Understanding the Wordpress vulnerability

Question

A vulnerability has recently been disclosed that affects WordPress 2.8.3 and allows the admin user to be locked out of their account by changing the password.

This post on Full Disclosure details the flaw, and includes relevant code snippets. The post mentions that 'You can abuse the password reset function, and bypass the first step and then reset the admin password by submiting an array to the $key variable.'

I'd be interested in someone familiar with PHP explaining the bug in more detail.

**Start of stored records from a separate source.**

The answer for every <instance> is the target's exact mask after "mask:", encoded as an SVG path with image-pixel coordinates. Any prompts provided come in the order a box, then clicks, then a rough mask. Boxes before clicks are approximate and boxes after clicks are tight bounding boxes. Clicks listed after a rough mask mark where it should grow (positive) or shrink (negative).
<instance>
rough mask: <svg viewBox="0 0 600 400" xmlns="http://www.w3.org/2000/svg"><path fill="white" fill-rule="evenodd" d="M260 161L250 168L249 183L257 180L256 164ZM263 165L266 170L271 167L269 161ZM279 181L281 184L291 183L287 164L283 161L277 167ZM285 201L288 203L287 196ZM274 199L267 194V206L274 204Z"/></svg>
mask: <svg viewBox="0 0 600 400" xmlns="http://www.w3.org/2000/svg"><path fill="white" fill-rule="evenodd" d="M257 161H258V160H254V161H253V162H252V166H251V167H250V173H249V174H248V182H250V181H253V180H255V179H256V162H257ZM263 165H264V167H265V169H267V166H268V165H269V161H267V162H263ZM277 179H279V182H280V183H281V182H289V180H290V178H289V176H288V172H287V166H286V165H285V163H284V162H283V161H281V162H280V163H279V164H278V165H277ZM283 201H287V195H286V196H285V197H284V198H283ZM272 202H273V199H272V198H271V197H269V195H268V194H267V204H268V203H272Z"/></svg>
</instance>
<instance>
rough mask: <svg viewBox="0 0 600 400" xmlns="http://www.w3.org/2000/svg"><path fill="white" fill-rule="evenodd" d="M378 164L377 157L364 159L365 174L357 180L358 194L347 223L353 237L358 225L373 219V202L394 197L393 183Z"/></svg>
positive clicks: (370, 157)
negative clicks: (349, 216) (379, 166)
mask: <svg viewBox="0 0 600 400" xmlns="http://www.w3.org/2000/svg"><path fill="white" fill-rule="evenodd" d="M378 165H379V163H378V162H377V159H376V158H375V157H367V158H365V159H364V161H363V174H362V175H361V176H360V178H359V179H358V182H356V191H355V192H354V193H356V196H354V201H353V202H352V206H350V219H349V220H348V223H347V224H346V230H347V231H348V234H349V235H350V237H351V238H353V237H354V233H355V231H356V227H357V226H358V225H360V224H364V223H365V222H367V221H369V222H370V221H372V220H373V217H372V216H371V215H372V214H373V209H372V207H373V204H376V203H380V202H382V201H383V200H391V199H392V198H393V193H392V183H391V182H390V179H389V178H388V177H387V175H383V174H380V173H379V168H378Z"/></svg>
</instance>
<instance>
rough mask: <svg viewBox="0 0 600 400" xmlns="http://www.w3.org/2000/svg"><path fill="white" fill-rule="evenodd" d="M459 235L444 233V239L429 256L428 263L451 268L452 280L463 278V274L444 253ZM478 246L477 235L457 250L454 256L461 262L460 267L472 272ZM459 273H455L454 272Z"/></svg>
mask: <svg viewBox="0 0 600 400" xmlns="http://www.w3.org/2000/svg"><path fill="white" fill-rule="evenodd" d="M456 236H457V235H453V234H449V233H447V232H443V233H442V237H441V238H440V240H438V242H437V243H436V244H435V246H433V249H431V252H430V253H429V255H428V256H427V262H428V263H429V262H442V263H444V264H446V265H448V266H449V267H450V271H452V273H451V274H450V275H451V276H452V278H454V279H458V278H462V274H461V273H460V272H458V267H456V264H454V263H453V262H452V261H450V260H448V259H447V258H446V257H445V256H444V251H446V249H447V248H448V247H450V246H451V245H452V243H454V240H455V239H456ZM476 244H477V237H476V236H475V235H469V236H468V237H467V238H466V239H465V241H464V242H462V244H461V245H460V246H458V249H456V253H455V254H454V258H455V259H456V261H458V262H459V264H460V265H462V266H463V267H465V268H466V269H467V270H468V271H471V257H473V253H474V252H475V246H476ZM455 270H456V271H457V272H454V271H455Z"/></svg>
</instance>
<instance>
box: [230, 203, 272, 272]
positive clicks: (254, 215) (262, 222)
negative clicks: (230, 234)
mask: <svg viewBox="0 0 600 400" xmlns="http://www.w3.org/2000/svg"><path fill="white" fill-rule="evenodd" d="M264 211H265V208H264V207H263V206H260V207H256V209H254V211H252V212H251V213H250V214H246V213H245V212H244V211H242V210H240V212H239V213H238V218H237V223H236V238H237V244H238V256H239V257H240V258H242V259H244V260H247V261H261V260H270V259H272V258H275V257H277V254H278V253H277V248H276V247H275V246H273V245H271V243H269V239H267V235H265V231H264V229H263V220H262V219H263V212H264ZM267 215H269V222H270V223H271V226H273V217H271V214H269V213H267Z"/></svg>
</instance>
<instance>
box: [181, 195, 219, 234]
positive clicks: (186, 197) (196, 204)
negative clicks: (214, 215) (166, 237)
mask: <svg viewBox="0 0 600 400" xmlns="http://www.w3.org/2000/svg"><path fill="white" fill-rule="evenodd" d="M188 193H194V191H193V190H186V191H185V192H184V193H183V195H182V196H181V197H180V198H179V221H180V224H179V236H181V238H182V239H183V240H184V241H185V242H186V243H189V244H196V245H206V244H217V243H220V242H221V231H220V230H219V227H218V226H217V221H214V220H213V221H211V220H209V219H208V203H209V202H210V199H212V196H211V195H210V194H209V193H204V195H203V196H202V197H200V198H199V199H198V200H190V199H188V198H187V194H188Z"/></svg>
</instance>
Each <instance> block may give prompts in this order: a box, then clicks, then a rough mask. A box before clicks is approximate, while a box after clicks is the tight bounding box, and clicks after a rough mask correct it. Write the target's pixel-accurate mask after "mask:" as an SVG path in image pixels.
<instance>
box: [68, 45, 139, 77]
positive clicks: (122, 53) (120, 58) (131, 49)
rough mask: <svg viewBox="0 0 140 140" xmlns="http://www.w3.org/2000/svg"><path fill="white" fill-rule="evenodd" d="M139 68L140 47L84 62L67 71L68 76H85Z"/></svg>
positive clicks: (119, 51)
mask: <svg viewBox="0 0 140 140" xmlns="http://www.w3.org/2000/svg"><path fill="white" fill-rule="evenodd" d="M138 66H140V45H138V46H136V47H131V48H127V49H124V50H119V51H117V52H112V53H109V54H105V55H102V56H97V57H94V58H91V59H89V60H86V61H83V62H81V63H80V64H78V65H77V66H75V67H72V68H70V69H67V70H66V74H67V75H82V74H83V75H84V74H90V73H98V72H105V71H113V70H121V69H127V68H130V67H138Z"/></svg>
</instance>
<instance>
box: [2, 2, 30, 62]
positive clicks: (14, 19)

Those affected should update to a new 2.8.4 release which apparently fixes the flaw.

wp-login.php:
...[snip]....
line 186:
function reset_password($key) {
    global $wpdb;

    $key = preg_replace('/[^a-z0-9]/i', '', $key);

    if ( empty( $key ) )
        return new WP_Error('invalid_key', __('Invalid key'));

    $user = $wpdb->get_row($wpdb->prepare("SELECT * FROM $wpdb->users WHERE
user_activation_key = %s", $key));
    if ( empty( $user ) )
        return new WP_Error('invalid_key', __('Invalid key'));
...[snip]....
line 276:
$action = isset($_REQUEST['action']) ? $_REQUEST['action'] : 'login';
$errors = new WP_Error();

if ( isset($_GET['key']) )
    $action = 'resetpass';

// validate action so as to default to the login screen
if ( !in_array($action, array('logout', 'lostpassword', 'retrievepassword',
'resetpass', 'rp', 'register', 'login')) && false ===
has_filter('login_form_' . $action) )
    $action = 'login';
...[snip]....

line 370:

break;

case 'resetpass' :
case 'rp' :
    $errors = reset_password($_GET['key']);

    if ( ! is_wp_error($errors) ) {
        wp_redirect('wp-login.php?checkemail=newpass');
        exit();
    }

    wp_redirect('wp-login.php?action=lostpassword&error=invalidkey');
    exit();

break;
...[snip ]...

Answer 1

So $key is an array in the querystring with a single empty string ['']

http://DOMAIN_NAME.TLD/wp-login.php?action=rp&key[]=

reset_password gets called with an array, and then preg_replace gets called:

 //$key = ['']
 $key = preg_replace('/[^a-z0-9]/i', '', $key);
 //$key = [''] still

because preg_replace accepts either a string or an array of strings. It regex replaces nothing and returns the same array. $key is not empty (it's an array of an empty string) so this happens:

 $user = $wpdb->get_row($wpdb->prepare("SELECT * FROM $wpdb->users 
      WHERE user_activation_key = %s", $key));

Now from here, I need to go read the wordpress source for how prepare behaves...

More:

So prepare calls vsprintf which produces an empty string

$a = array('');
$b = array($a);
vsprintf("%s", $b);
//Does not produce anything

So the SQL is:

SELECT * FROM $wpdb->users WHERE user_activation_key = ''

Which will apparently match the admin user (and all users without activation_keys I suppose).

And that's how.

Answer 2

I have a related question on how to patch this vulnerability - line 190 on the wp-login.php should now look like this;

if ( empty( $key ) || is_array( $key ) )